Mental Health and Cardiovascular Disease
In our modern global life, we are interconnected in ways that we rarely fully appreciate. For example, recent history has shown that a crisis halfway around the world can drastically affect the price we pay for gasoline. Our personal economy and financial well-being is linked to the actions of other countries and actors who may be on the other side of the globe. Similarly, all aspects of our physiology are interconnected. The notion of treating the entire patient, not simply their ailment, is the primary tenant of holistic medicine. Much as the world has become more interconnected, so too has modern medicine come to appreciate the interconnected nature of the human organism.
It is not surprising then, that we would talk about the connection between our mental and physical state. In fact, we can probably all easily think of examples as to how our physical well-being affects our mental state. A heavy night of drinking often can lead to feelings of lethargy and sadness the next day. In contrast, a vigorous workout can relieve stress and bring clarity to our thoughts. Considering all this, it is probably of no surprise that our mental health can impact our physical health. Again, there are some obvious examples. Anxiety can increase heart rate and blood pressure while symptoms of depression can include a loss of energy and appetite. Even with this understanding, research continues to reveal other connections between our mind and our body.
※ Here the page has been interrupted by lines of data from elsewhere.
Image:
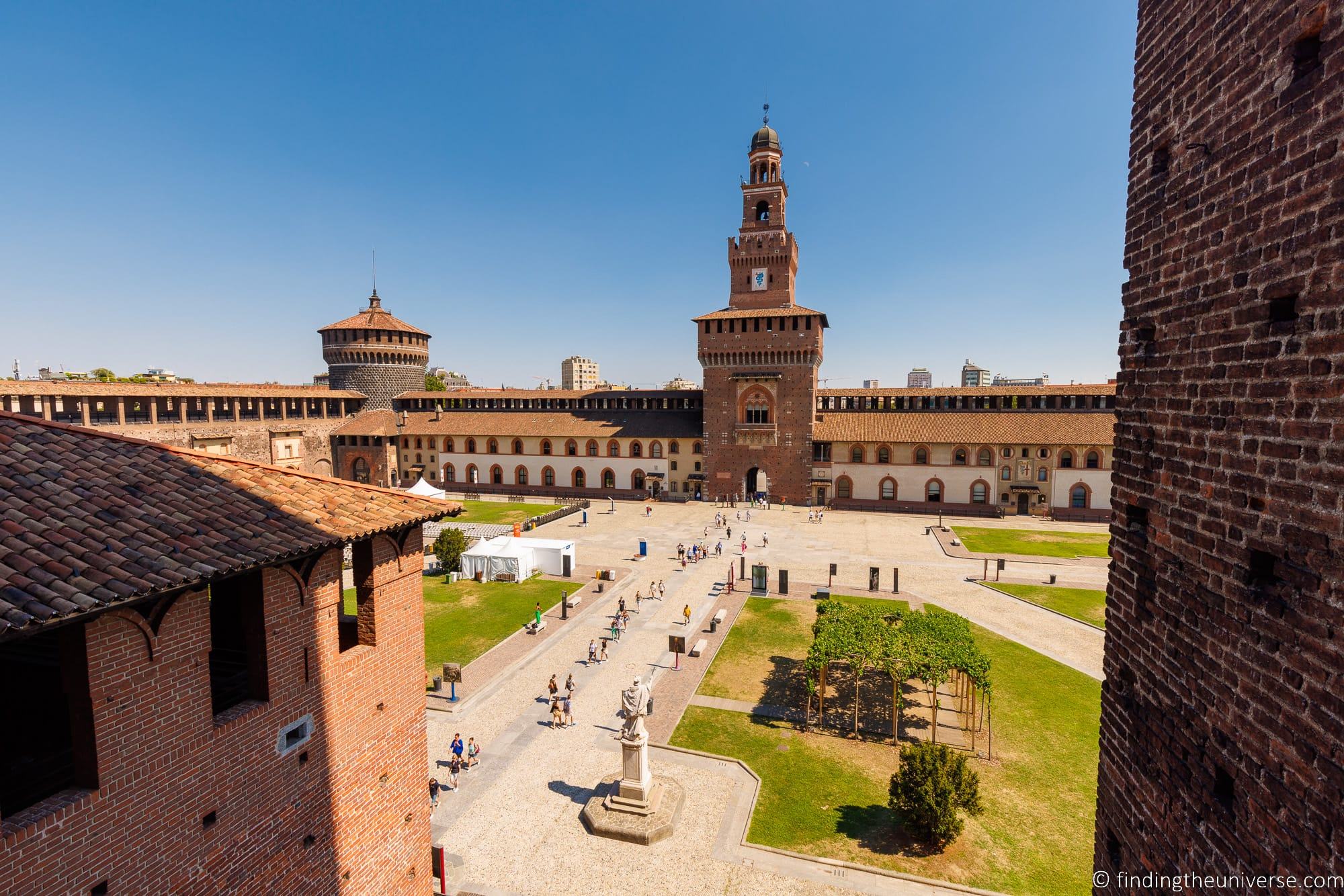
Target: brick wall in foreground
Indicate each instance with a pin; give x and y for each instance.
(1222, 742)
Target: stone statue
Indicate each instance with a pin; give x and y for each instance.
(635, 702)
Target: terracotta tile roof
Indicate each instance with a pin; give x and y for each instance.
(475, 392)
(967, 428)
(374, 318)
(788, 311)
(665, 425)
(1073, 389)
(193, 390)
(89, 521)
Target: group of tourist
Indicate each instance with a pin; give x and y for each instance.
(463, 757)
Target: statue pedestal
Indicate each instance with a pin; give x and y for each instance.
(636, 808)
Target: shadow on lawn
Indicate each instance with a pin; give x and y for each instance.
(877, 830)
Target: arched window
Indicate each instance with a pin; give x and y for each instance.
(845, 488)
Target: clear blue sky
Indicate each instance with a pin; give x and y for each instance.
(198, 186)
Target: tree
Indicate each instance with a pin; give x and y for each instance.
(932, 785)
(448, 549)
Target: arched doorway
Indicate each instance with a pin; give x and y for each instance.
(759, 486)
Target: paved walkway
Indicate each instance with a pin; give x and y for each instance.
(515, 821)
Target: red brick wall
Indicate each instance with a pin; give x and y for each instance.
(165, 762)
(1222, 744)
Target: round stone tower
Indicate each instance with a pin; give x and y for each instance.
(376, 354)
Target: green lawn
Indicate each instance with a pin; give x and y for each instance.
(503, 512)
(1085, 605)
(827, 796)
(467, 619)
(1050, 545)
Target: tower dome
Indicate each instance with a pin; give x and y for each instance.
(376, 354)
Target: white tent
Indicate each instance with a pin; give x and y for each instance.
(501, 557)
(425, 491)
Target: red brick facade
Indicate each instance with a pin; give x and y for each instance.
(761, 354)
(345, 811)
(1222, 741)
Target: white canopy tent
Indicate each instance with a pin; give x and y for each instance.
(499, 557)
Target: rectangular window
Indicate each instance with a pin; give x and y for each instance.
(48, 738)
(237, 643)
(357, 617)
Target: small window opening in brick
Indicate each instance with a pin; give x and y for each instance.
(1260, 572)
(357, 613)
(237, 641)
(1283, 310)
(46, 738)
(1162, 162)
(1307, 56)
(1224, 789)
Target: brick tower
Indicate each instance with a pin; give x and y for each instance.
(376, 354)
(761, 353)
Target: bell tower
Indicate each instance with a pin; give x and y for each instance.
(761, 354)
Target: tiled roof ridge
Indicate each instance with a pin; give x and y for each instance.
(213, 459)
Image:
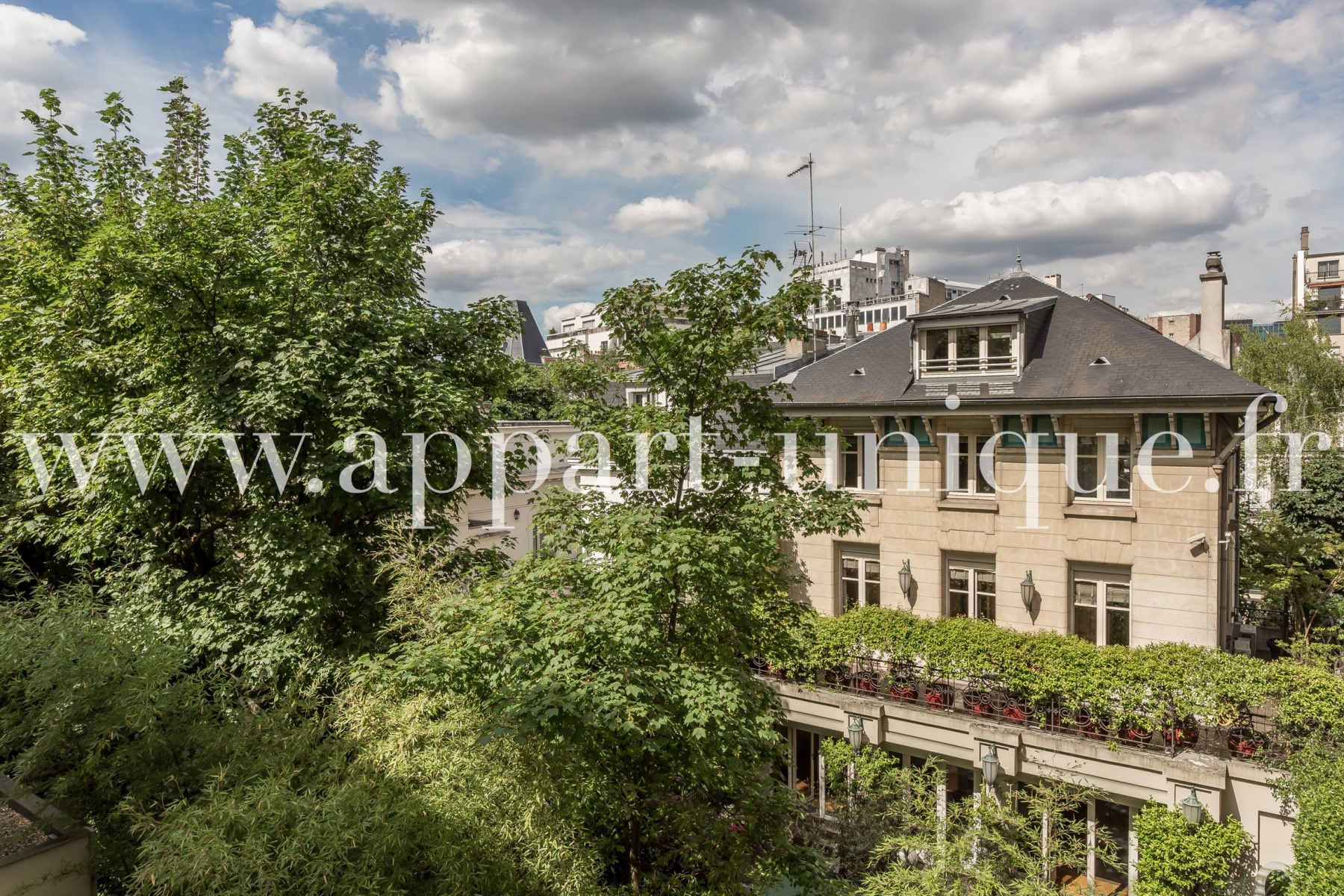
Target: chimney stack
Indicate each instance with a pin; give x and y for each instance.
(1214, 287)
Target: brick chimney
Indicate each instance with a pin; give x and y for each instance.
(1214, 287)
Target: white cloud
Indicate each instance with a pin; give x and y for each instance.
(659, 217)
(1122, 67)
(288, 53)
(30, 53)
(523, 267)
(1053, 220)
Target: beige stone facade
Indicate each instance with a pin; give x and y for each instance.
(1175, 550)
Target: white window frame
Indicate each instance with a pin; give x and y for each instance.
(1105, 583)
(976, 590)
(1100, 494)
(867, 576)
(979, 366)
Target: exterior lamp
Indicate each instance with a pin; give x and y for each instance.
(989, 766)
(855, 729)
(1192, 808)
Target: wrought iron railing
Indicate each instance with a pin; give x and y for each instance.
(1250, 735)
(991, 364)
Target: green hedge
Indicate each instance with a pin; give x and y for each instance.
(1132, 682)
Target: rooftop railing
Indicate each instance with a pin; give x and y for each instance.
(991, 364)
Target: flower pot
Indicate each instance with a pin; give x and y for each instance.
(1243, 743)
(1186, 735)
(903, 691)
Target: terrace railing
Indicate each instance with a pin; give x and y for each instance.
(1250, 735)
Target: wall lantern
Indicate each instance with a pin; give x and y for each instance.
(906, 579)
(1191, 806)
(1028, 591)
(855, 729)
(989, 766)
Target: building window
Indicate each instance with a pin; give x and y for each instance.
(971, 479)
(860, 579)
(969, 349)
(971, 591)
(1092, 469)
(1101, 609)
(1192, 428)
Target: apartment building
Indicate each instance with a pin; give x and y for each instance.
(1316, 287)
(878, 289)
(1104, 554)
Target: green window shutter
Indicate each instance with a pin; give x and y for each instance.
(1012, 423)
(1043, 426)
(1155, 423)
(1192, 428)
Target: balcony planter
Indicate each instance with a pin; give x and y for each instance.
(1186, 734)
(903, 691)
(939, 696)
(1245, 743)
(1137, 732)
(977, 703)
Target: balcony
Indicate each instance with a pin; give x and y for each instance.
(1250, 735)
(962, 366)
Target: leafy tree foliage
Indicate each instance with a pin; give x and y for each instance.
(1315, 790)
(1179, 859)
(1301, 366)
(892, 837)
(139, 299)
(628, 637)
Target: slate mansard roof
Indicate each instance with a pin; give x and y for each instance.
(1065, 335)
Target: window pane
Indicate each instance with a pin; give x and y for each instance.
(851, 594)
(1085, 593)
(968, 343)
(1085, 622)
(959, 593)
(1113, 820)
(1117, 626)
(981, 482)
(1121, 491)
(939, 344)
(1088, 465)
(1001, 343)
(986, 603)
(962, 464)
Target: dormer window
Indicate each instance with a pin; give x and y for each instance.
(968, 349)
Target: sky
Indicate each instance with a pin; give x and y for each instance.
(574, 147)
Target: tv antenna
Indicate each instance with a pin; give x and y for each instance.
(811, 233)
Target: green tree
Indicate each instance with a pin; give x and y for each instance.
(1179, 859)
(1315, 790)
(893, 840)
(1303, 367)
(628, 637)
(137, 299)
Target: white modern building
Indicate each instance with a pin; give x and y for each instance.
(880, 289)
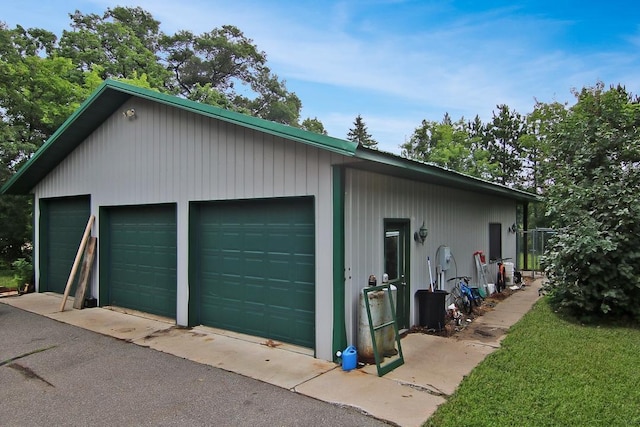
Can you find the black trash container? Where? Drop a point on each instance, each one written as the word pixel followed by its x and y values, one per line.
pixel 431 308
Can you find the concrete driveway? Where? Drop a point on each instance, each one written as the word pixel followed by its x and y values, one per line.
pixel 249 368
pixel 52 373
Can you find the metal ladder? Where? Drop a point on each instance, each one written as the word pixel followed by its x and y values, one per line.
pixel 481 271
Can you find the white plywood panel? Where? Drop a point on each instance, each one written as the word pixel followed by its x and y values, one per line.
pixel 173 156
pixel 455 218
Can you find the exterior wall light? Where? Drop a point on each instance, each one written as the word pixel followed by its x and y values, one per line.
pixel 421 235
pixel 129 114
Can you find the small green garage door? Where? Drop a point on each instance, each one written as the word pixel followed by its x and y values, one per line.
pixel 138 255
pixel 255 268
pixel 62 224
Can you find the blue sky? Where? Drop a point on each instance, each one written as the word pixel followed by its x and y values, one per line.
pixel 397 62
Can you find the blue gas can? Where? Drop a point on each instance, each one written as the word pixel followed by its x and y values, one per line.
pixel 349 358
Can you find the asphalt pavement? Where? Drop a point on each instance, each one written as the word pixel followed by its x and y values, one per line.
pixel 52 373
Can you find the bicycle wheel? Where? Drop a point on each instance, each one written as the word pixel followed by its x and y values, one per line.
pixel 466 304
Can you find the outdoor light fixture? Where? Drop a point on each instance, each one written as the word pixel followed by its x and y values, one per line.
pixel 420 235
pixel 129 114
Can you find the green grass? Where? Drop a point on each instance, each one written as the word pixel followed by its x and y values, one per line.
pixel 552 372
pixel 7 280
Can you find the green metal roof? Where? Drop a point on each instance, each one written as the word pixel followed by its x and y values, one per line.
pixel 111 95
pixel 391 164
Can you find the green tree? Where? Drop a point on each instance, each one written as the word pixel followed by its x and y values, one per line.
pixel 459 146
pixel 535 145
pixel 361 135
pixel 594 264
pixel 39 91
pixel 503 134
pixel 225 61
pixel 123 42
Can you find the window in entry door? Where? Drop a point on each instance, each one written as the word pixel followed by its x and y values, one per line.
pixel 392 254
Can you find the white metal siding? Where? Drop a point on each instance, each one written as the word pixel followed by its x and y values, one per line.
pixel 455 218
pixel 166 155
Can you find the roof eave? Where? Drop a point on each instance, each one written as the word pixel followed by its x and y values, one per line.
pixel 379 161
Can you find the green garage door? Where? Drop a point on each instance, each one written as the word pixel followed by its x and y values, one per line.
pixel 62 224
pixel 255 268
pixel 140 258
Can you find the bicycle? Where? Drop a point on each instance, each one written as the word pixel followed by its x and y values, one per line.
pixel 463 295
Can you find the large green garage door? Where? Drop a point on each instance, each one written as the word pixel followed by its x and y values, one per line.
pixel 62 223
pixel 255 268
pixel 138 255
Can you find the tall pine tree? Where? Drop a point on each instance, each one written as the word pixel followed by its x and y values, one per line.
pixel 360 134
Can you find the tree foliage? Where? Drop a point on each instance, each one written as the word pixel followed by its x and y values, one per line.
pixel 594 265
pixel 44 79
pixel 359 133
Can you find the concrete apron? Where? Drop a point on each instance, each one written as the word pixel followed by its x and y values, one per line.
pixel 434 366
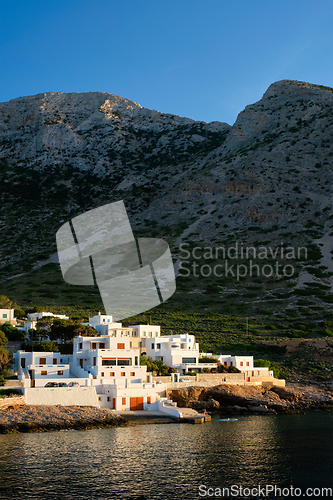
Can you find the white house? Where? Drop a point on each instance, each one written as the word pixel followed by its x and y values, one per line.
pixel 243 363
pixel 179 351
pixel 108 364
pixel 101 319
pixel 38 368
pixel 7 316
pixel 40 315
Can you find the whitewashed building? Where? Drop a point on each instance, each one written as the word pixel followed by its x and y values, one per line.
pixel 40 315
pixel 7 316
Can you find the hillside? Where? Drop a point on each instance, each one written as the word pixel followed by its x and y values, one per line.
pixel 265 181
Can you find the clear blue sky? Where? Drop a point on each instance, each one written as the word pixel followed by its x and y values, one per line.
pixel 205 59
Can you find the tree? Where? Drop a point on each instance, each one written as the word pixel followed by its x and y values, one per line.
pixel 67 329
pixel 12 333
pixel 6 303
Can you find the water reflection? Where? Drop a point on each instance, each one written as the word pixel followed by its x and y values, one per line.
pixel 166 461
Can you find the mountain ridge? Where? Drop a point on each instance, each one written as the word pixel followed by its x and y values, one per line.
pixel 267 177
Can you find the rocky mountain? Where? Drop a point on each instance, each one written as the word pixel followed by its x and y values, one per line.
pixel 264 182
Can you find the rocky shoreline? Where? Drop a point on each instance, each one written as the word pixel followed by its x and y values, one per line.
pixel 249 399
pixel 25 418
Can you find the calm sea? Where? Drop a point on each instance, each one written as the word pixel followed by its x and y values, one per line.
pixel 170 461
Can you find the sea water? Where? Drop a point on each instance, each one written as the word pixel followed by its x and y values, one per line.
pixel 172 461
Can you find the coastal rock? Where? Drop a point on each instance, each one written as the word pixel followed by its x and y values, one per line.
pixel 25 418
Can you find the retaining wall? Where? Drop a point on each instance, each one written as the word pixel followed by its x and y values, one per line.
pixel 64 396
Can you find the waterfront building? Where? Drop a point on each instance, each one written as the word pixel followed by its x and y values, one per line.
pixel 7 316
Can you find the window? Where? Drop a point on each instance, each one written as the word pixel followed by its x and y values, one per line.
pixel 124 362
pixel 189 360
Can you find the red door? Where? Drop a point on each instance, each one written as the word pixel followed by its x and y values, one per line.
pixel 136 403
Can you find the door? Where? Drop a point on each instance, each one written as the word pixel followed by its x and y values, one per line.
pixel 136 403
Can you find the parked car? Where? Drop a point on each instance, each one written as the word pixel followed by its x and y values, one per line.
pixel 56 384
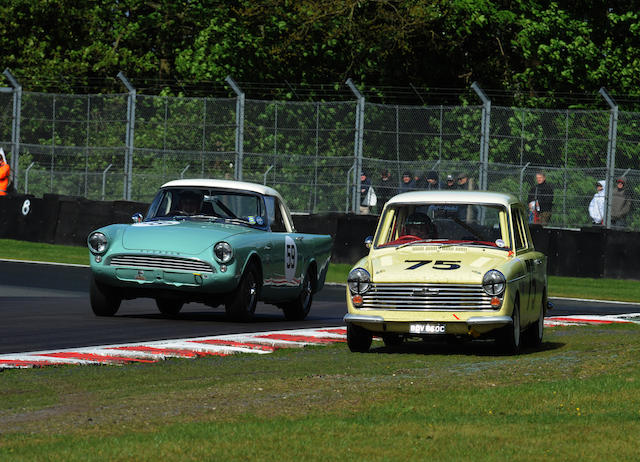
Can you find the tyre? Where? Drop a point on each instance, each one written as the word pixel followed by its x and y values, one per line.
pixel 169 306
pixel 358 339
pixel 241 305
pixel 105 300
pixel 535 332
pixel 299 308
pixel 392 340
pixel 510 340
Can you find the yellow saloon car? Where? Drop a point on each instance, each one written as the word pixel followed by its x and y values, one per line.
pixel 449 263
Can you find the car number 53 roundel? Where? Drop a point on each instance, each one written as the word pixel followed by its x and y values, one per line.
pixel 290 258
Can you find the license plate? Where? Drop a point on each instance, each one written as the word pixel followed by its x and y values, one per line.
pixel 427 328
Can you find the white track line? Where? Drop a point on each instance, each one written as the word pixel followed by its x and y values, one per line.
pixel 253 343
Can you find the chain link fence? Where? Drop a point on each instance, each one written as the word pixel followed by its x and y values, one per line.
pixel 124 146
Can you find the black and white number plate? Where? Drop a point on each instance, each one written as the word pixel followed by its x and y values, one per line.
pixel 427 328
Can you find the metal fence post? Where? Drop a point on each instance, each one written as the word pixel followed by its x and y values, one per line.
pixel 484 139
pixel 15 124
pixel 357 149
pixel 239 126
pixel 611 155
pixel 131 122
pixel 104 178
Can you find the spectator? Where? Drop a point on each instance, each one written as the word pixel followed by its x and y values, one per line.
pixel 540 200
pixel 596 206
pixel 451 183
pixel 419 182
pixel 365 197
pixel 432 181
pixel 620 204
pixel 385 189
pixel 407 183
pixel 5 172
pixel 463 181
A recent study revealed that individuals diagnosed with severe mental health challenges also suffer from an increased risk of cardiovascular disease. The study was a large meta-analysis covering more than 3.2 million individuals with a mental health challenge as well as 113 million typical adults. Sever mental health issues such as schizophrenia, bipolar and major depression are known to reduce life expectancy anywhere from 10-15 years. Traditionally, it was thought that this was primarily due to death by suicide. However, the new study suggests that cardiovascular diseases such as stroke and heart attacks may also be a significant factor.
We recently wrote a blog post discussing how hospitalized patients are prone to experience depression. The authors of that study suggested that all hospitalized patients undergo a mental health screening to identify those most at risk. Parallel to that, the new study suggests that anyone suffering from a severe mental health challenge should also undergo screening for cardiovascular disease. In fact, it may then be possible to simultaneously treat both the mental health challenge and any possible cardiovascular issues linked to it. Again, as our understanding of the mind-body connection grows, it may be that physical changes, such as increasing exercise and improving diet, may also help to treat the mental health challenge itself along with medication and counseling.
Mental health issues were once viewed as somewhat nonmedical or lesser medical conditions. Supernatural or character defects were often proposed as causes for emotional and mental concerns. Fortunately, we now understand that these conditions are rooted in our biology just like any other disease. Therefore, it is not surprising that a mental health challenge is also associated with other physical health challenges. We suspect that further research will continue to reveal more and more such links which will only strengthen the need to integrate our understanding of both our physical and mental health. Although specialists such as psychiatrists, dieticians, and oncologist will always be the best sources of treatment, general health screenings increasingly include both a complete physical and mental components.